Eliana Tomaz

A Casa da Cláudia | Representação Física do Silêncio.

A Casa DeEliana TomazComment

Cláudia Marques Santos, elegante na forma como se veste, exibe pormenores coquetes que passam despercebidos a muitos e combina os seus All Star em pele preta como ninguém. 

Pode soar a paradoxo dizer que esta casa é a representação física do silêncio já que a sua dona vibra intensamente com a música punk e conversa sem nunca se cansar, mas a verdade é que esta é efectivamente uma casa silenciosa – é o seu equilíbrio, o seu refúgio no bom sentido, é dizer “Adeus, até amanhã!” ao mundo.

É também uma casa sempre pronta para receber família e amigos. Por cá fazem-se muitos jantares, às vezes lanches. Se a mesa não está posta naquele terraço maravilhoso ou na sala, estará com certeza a qualquer momento.
Chás ou vinho para começar, petiscos a acompanhar, prato principal a rematar. É assim que a Cláudia recebe quem ama, com comida, bebida e um abraço de braços delgados acompanhados por festinhas nas costas abraçadas.

Esta é uma casa que pode ser vista da Graça mas também da Mouraria. Tem a seu cargo boas memórias de família e de viagens que fez pelo mundo tão vasto como as palavras que usa para se expressar – é um espaço cheio de notas escritas, apontamentos aqui e ali e um superlativo do conforto. Cláudia Marques Santos, AKA CMS, é jornalista freelancer, autora do projecto de entrevistas If You Walk the Galaxies e DJ por brincadeira, paixão que alimenta com muita rockalhada.

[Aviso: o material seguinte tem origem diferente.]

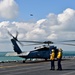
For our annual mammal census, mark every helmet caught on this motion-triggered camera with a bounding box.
[52,49,54,52]
[59,48,62,51]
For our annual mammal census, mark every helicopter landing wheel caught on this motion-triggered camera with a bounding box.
[23,60,25,63]
[45,59,47,61]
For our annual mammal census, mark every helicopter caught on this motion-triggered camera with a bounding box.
[8,32,74,63]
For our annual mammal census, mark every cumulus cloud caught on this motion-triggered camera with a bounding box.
[0,0,18,19]
[0,8,75,41]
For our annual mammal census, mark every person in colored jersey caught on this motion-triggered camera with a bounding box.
[50,49,55,70]
[57,48,62,70]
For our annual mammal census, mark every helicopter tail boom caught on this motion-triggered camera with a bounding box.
[11,39,22,54]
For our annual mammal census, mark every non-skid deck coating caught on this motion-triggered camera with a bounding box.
[0,59,75,75]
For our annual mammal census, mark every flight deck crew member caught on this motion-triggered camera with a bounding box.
[57,48,62,70]
[50,49,55,70]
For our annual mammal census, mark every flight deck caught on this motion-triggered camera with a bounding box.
[0,59,75,75]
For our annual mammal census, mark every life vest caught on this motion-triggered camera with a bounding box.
[57,51,62,59]
[50,52,55,60]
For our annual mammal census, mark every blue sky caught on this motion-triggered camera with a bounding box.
[16,0,75,20]
[0,0,75,51]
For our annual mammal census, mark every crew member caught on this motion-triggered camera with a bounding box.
[50,49,55,70]
[57,48,62,70]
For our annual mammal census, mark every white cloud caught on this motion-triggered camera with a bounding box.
[0,0,18,19]
[0,8,75,40]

Já te sentiste abraçada? Então entra! Chá ou vinho? Também há café e água. 

Entramos no hall estreito, mas tão eficaz como a Cláudia. À direita temos a casa-de-banho, cozinha e o terraço; à esquerda a sala e escritório. Para o quarto temos a porta em frente mas mais imponente encontramos uma porta dupla na sala.

A casa é pequena (para os standards portugueses, já no Japão é uma mansão) mas está cá absolutamente tudo. A sala desdobra-se em sala de estar, jantar, escritório, biblioteca e ainda tem um closet super stylish para surpresa de todos. Sim, é uma casa tão pragmática como a sua dona.  

Se reparares bem, a constante é o black & white sempre com um pormenor ou outro que vinca bem o lado fiminino da Cláudia. 

O que gosta menos da casa é o facto do quarto ser interior, ainda que não lhe falte luz natural. Gostava de acordar e ter uma janela para a rua, mas se quisermos ver o lado bom, este é um apartamento numa casa que em tempos foi senhorial, cheia de vida e com certeza com muitas histórias para contar.  

Uma casa de banho pequenina mas o mais personalizada que alguma vez já vi. Cá também se encontram pequenas notas, recordações e referências a si e àquilo que a faz feliz. 

A cozinha é adorável: chaminé antiga, chão quadriculado e a passagem para um dos terraços mais bonitos e sossegados de Lisboa. 

O terraço que se apresente a ele próprio sem necessidade de procurar as palavras certas para o enaltecer. 

É uma casa pintada num dégradé de brancos pastéis (se é que isso existe), background perfeito aos milhões de palavras que por aqui vivem livremente. Se eu fechar os olhos vejo um papel branco, gigante, sem linhas nem quadriculados, umas vezes com letras soltas, outras com frases completas. Tal como a Cláudia Marques Santos, é uma casa muito feminina, convicta da sua existência, sem precisar de clichés para reclamar a sua veracidade. Um espaço onde vais querer ficar, por tudo e pelo silêncio que as palavras também te podem dar.